This interesting, prospective, and randomised clinical study tested five different approaches in the treatment of women suspected with uncomplicated urinary-tract infection (UTI): immediate, empirical, antibiotic therapy (AT); delayed (by 48 h), empirical AT; empirical AT offered to patients showing a certain clinical symptom score; empirical AT offered to patients with positive dipstick urinalysis; and targeted AT offered according to the results of a midstream urine microbiological culture and symptomatic treatment up to the point when the microbiological results became available.

The study included 309 non-pregnant women aged between 18 and 70 years. All groups were comparable in terms of demographics, clinical characteristics and frequency of symptom severity at the time of study. The study aimed to achieve a similar-level reduction of symptoms without unnecessary antibiotic usage, laboratory investigations and reconsultations. A statistical consideration of sample size was performed for α=0.05 and β=0.2 for multiple groups. Patients with clinical symptoms who did not require immediate AT were included.

The patients had access to antibiotics at their request, despite randomisation. The use of midstream urine culture and dipsticks when not indicated on the advice sheets was also assessed. The study managed to represent the clinical ambulatory situation in a general practice.
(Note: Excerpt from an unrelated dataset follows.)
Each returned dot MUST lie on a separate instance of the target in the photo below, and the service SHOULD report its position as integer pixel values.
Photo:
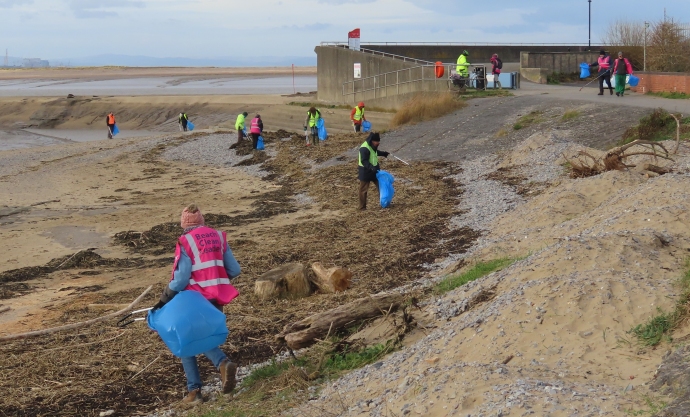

According to the analysis, the authors concluded that all five management strategies achieved similar (but not equivalent) symptom reduction; there was no advantage in routinely sending midstream urine samples for (microbiological) testing, and antibiotics targeted with dipsticks with a delayed prescription as backup, or empirical delayed prescription, can help to reduce antibiotic use.

Are these conclusions justified by the data presented?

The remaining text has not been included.